Are you LinkedIn? Is your face in the “book?” (FaceBook, that is.) Do you Yahoo!? Got space on MySpace? Blogspot? CafeMom?
As I’ve been updating my networking site profiles and website information, I find myself waxing a bit nostalgic. Wasn’t business better when we stopped by colleagues’ or competitors’ offices, made phone calls, had lunch? Weren’t families better when we lived up the road from Grandma’s house and she didn’t have to watch the kiddos grow up via webcam?
Business banter loves the global marketplace. You can work on both coasts simultaneously, outsource your IT operations to Asia, and sell to multiple markets without leaving your home office. Suddenly suppliers’ competition skyrockets and it feels like everyone is a potential customer.
As families become more mobile and move further from their extended kin, moms and dads go global, too. We join parenting groups (I love mine!), make playdates, search for sitters online using giant databases of profiles (check out sittercity.com to see what I mean). Perhaps it has always been the case that “It Takes a Village” to raise a child, but the village is virtual these days.
I can’t help but wonder if all this social networking hasn’t had a paradoxical effect. We’re more connected than ever and yet we’re lonelier. We spend increasing amounts of time crafting our “selves” online (personal or professional profiles, websites, blogs). Yet our identities feel less authentic, our brands less compelling. It’s hard to tell what is real and what is creative fiction.
Interviewers for the General Social Survey asked people the following question:
“From time to time, most people discuss important matters with other people. Looking back over the last six months, who are the people with whom you have discussed matters important to you?” List their first names or initials.
Stop and answer this on scratch paper before you read on…
Come on, humor me and answer it.
The result?
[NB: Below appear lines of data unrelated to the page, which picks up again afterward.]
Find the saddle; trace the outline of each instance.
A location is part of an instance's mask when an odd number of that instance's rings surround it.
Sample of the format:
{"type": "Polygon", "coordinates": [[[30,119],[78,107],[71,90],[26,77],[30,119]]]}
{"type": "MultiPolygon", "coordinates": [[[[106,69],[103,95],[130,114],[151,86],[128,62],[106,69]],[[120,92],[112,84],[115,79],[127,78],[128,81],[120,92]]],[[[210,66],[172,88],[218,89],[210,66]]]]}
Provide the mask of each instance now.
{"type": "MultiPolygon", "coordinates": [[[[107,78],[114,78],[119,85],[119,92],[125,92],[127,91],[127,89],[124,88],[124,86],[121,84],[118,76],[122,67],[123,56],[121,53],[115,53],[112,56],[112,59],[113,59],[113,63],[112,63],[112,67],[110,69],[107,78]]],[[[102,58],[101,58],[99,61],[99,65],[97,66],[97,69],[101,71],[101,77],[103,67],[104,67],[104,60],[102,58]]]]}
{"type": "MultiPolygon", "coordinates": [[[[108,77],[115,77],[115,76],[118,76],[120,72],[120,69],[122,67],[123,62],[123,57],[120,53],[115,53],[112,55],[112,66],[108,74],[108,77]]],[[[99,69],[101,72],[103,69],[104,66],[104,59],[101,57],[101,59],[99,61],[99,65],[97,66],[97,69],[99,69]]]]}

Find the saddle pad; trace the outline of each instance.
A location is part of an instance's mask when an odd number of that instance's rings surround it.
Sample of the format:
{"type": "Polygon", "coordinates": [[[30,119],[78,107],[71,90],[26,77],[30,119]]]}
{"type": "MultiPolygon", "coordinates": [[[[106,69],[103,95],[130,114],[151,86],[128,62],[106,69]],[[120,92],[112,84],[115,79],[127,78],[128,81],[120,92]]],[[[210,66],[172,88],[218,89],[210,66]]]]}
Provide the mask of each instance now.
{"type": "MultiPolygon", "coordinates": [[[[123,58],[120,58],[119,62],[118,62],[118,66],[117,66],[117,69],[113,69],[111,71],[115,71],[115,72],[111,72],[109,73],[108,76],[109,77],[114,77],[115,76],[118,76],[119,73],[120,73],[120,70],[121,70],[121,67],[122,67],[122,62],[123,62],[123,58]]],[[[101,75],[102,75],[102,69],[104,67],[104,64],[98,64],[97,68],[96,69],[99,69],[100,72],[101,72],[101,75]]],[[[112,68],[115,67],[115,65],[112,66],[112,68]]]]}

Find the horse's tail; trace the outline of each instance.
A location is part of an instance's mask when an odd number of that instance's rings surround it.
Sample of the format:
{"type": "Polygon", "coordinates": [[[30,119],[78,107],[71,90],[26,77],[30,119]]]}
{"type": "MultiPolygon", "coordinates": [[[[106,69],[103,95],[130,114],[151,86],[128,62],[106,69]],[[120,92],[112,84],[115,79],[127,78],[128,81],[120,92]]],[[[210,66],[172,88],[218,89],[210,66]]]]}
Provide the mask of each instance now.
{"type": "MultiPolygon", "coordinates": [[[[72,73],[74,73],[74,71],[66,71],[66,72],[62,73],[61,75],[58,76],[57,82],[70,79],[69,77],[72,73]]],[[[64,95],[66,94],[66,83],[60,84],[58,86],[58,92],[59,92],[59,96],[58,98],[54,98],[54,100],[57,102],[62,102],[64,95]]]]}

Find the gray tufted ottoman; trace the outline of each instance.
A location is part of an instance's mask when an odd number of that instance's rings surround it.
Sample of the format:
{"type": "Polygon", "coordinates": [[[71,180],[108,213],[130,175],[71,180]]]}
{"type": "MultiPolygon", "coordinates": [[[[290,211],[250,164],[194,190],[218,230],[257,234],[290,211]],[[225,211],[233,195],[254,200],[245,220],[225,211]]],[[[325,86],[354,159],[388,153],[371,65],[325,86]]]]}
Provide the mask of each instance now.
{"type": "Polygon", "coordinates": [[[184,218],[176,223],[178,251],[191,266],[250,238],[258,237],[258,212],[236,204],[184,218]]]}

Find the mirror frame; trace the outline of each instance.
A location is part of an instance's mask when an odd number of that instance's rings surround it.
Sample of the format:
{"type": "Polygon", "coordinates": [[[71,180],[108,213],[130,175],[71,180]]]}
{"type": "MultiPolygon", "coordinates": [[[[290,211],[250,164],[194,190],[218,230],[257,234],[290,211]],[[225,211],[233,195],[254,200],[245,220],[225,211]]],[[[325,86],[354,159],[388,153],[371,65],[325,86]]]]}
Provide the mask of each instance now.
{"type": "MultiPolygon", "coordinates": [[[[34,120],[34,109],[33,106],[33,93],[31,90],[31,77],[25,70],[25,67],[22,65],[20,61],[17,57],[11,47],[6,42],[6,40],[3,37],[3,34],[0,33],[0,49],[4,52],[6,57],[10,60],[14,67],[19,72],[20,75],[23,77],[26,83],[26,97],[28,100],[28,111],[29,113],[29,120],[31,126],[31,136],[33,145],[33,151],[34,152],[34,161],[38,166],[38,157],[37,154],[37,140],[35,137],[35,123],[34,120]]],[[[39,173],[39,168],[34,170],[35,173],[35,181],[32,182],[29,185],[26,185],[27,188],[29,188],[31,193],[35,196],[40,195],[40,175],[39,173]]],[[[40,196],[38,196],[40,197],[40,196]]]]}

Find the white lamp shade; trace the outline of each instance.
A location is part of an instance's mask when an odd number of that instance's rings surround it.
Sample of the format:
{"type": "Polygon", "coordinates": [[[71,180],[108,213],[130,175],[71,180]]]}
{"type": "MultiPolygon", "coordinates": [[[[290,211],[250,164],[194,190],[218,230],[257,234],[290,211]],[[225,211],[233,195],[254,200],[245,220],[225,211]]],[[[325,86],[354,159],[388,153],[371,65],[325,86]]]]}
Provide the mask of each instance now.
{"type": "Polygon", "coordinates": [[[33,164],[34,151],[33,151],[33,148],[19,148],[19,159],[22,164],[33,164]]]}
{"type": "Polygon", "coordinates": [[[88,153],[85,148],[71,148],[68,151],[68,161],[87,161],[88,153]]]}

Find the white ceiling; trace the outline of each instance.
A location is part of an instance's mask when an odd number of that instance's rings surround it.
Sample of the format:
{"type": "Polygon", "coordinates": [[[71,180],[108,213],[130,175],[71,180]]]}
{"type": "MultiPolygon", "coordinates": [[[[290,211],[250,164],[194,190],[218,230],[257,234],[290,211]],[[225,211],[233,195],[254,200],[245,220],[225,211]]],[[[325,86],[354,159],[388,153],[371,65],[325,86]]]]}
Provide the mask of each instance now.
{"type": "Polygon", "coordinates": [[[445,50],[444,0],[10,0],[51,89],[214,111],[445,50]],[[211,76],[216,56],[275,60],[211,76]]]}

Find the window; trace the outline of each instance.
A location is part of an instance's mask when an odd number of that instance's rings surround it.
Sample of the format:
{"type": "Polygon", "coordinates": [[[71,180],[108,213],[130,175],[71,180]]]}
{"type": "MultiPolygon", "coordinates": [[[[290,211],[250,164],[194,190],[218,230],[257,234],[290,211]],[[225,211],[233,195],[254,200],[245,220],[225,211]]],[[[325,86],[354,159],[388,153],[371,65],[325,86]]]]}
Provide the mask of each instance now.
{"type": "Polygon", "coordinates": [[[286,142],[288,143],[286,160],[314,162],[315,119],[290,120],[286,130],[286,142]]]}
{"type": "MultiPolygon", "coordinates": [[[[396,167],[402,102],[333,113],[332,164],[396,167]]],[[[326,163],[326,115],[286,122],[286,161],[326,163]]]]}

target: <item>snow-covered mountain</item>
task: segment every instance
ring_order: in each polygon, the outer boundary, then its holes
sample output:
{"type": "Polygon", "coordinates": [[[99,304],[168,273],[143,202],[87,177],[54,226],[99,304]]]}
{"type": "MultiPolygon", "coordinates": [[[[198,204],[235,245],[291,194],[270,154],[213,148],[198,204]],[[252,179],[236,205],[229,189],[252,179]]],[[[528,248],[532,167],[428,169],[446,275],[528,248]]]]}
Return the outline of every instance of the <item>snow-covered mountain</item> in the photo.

The number of close confidants reported has dropped nearly one third, from 2.94 to 2.08 in the last 20 years. The drop is depressing, but the absolute number is sadder still. In the year 2004, the average person said they discussed important matters with only 2 people?! What kind of social networking is that?
Social connections are important stress busters and they’re still the way business gets done. So before you update that profile, take a few minutes to invite a friend or coworker to lunch. Oh, and don’t forget to call your mom.